The hardest thing for me is not being able to sit and talk things through with her. We spoke almost every day and she helped me gather my thoughts, listened to my frustrations, goals, hope, worries and excitement and assisted me in making steps forward. I am learning to do this more with Dad now. Dad is a great listener, very kind and gentle in his steps forward, he makes me realize in his responses that I can be kind to myself – that this is ok and I need to trust my abilities and ways of understanding my life. Of course Ramin is there for me in every aspect also. His support has been like a continuous bear hug of love.

Talking with my Mum was such a fluid form of communication where I often felt she understood me better than I understood myself.

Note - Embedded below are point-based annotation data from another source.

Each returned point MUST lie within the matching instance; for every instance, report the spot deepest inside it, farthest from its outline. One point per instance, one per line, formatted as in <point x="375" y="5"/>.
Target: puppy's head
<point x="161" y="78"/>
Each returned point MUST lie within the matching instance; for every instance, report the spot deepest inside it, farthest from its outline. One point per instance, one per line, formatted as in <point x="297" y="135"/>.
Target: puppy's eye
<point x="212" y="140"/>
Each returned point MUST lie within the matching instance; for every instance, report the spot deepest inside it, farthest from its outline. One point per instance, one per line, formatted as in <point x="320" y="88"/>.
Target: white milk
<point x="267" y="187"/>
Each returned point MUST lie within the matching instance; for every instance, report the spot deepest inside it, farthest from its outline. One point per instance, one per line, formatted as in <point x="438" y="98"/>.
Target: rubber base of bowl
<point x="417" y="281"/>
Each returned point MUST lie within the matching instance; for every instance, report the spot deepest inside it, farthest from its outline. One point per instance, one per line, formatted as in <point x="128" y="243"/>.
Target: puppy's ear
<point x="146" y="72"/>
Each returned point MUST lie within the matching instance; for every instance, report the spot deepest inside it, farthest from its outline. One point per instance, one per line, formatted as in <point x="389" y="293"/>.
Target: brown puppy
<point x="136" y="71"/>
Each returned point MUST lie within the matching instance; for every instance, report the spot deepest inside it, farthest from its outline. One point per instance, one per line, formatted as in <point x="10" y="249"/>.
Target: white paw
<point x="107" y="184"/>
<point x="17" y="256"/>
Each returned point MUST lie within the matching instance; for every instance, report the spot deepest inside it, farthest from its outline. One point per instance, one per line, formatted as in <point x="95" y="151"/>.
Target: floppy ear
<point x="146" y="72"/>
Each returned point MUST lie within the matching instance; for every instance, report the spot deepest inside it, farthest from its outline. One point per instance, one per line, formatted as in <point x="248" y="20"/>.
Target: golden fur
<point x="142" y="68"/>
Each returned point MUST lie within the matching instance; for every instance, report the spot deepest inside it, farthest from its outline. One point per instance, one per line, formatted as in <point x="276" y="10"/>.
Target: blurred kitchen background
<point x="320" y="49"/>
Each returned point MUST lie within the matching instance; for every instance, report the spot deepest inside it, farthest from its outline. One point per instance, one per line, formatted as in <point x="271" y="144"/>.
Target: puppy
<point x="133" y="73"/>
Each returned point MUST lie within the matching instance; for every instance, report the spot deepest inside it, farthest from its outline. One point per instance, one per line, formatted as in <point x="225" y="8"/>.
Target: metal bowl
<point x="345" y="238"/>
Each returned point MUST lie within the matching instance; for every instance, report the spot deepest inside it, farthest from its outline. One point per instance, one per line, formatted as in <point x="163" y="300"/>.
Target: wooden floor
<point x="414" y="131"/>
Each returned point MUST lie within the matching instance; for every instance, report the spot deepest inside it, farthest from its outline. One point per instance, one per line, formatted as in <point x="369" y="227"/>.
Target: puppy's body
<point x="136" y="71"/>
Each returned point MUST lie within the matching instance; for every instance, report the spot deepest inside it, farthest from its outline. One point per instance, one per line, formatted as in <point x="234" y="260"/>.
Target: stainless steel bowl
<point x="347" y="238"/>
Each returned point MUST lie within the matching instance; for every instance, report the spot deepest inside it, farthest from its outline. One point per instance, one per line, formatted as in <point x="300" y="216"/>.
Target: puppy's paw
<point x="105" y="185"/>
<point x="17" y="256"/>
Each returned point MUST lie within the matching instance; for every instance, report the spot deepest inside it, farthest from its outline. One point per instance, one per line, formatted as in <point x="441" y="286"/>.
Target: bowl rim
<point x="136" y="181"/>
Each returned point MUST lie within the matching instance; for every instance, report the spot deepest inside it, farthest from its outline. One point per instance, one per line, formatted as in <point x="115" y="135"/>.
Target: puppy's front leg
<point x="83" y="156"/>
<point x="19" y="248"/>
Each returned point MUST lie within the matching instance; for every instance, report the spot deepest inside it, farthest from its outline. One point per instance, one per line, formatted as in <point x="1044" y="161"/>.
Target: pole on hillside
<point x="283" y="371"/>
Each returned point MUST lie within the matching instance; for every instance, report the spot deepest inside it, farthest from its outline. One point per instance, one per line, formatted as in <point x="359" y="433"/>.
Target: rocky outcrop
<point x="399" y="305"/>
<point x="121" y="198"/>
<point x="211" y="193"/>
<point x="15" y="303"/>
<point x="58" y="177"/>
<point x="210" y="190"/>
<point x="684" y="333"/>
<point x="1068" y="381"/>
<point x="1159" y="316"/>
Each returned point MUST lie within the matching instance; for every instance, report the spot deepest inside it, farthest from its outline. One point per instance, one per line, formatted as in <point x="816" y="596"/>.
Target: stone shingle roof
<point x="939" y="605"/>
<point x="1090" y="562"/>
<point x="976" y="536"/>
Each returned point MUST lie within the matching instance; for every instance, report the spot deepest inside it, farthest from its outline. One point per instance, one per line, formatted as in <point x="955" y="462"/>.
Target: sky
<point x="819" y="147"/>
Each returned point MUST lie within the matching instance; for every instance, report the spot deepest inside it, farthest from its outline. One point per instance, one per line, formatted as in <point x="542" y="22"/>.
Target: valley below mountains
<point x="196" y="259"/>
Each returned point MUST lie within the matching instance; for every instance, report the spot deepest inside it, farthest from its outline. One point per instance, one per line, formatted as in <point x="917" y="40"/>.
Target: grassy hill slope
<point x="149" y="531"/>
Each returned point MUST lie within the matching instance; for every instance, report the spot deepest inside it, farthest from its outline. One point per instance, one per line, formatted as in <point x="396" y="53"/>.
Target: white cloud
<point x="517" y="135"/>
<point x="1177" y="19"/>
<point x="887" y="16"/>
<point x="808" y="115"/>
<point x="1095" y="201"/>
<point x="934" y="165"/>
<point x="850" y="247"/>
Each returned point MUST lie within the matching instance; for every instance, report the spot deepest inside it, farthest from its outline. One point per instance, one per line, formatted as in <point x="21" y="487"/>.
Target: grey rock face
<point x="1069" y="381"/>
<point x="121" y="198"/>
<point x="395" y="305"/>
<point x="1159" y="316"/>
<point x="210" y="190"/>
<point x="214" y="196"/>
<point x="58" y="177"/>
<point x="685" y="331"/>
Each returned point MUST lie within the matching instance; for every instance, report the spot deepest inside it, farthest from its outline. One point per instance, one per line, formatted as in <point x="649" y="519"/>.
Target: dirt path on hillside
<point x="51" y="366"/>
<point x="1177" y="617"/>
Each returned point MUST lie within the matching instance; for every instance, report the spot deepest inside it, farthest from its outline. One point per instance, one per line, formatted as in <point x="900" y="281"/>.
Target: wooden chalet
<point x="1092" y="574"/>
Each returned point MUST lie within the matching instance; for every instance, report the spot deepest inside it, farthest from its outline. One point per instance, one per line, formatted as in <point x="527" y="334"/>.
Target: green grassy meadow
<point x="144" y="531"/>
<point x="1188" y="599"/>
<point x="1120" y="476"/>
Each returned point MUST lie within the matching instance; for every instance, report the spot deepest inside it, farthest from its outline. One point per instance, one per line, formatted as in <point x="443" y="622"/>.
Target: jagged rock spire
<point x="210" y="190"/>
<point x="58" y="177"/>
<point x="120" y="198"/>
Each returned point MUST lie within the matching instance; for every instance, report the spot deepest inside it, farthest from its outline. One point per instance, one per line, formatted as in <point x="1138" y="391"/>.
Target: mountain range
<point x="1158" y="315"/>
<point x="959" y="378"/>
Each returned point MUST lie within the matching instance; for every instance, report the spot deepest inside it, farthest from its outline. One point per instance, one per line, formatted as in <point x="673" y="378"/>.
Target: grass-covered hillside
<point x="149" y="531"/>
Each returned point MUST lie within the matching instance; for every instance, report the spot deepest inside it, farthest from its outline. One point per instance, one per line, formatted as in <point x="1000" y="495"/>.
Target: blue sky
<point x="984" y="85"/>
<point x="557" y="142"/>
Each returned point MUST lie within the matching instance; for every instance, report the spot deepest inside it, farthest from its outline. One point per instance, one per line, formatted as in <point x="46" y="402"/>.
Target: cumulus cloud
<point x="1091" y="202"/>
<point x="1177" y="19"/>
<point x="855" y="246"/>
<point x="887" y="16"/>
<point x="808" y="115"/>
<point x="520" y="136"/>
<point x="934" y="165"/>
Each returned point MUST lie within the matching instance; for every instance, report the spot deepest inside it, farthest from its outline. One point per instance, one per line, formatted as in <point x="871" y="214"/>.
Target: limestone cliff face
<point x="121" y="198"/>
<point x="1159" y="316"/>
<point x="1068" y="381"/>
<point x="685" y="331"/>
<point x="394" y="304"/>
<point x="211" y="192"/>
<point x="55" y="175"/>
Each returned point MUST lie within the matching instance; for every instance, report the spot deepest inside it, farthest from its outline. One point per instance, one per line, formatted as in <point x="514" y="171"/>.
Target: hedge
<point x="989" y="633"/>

She still does…she’s not connected to her body anymore, but she hasn’t gone from me, from my Dad, my sister, my brother and all the family and all her friends. She’s still with us, just in a way that is now purely spiritual.

This word ‘still’ is resonating with me at the moment. She’s still here. Her soul is with me, still, always. I sit in stillness and stare out at the trees, that are still there, that are still. So, I wrote a poem on this….

Still

So I wait for you, still

caught in a tangle at the fence

look for your face, the way you walk

your red scarf muffling your neck

blond trails dancing in the breeze.

ggg

I wait for your bright smile

that complete sense of being seen and

loved by you

one of the select core

you always had time and attention for.

gig

A scrap of orange nail-varnish

still adorns the tip of my big toes

because you told me you liked it

you caught a glimpse while Dad helped you

from the bathroom to the bedroom.

gig

You liked my nails and my pink jumper

“I love that colour on you!’ you said,

and if I remove it, if I take the colour off

then I won’t see it anymore

I won’t have a tiny part of you

connected by a recent time and the memory

of your positive feedback on my choices

however small.

gig

Adrift, I’m floating aimlessly

I have to navigate using different strengths now

I do have goals and hopes, projects that interest me

But I don’t have you, in the same way

and everything has lost its edge

the meaning I could get lost in

as your encouragement was always there

and though still always here

I can’t yet see it, my map is blurry.

gig

So I wait for you,

sometimes blank and thoughtless

sometimes streaming tears that rise from my solar plexus

and travel through my blood through all veins and skin

often in remembrance of the daily love I always had

from before my birth to the night you died

and beyond, but in a different way

that is as yet, hidden from this waiting girl.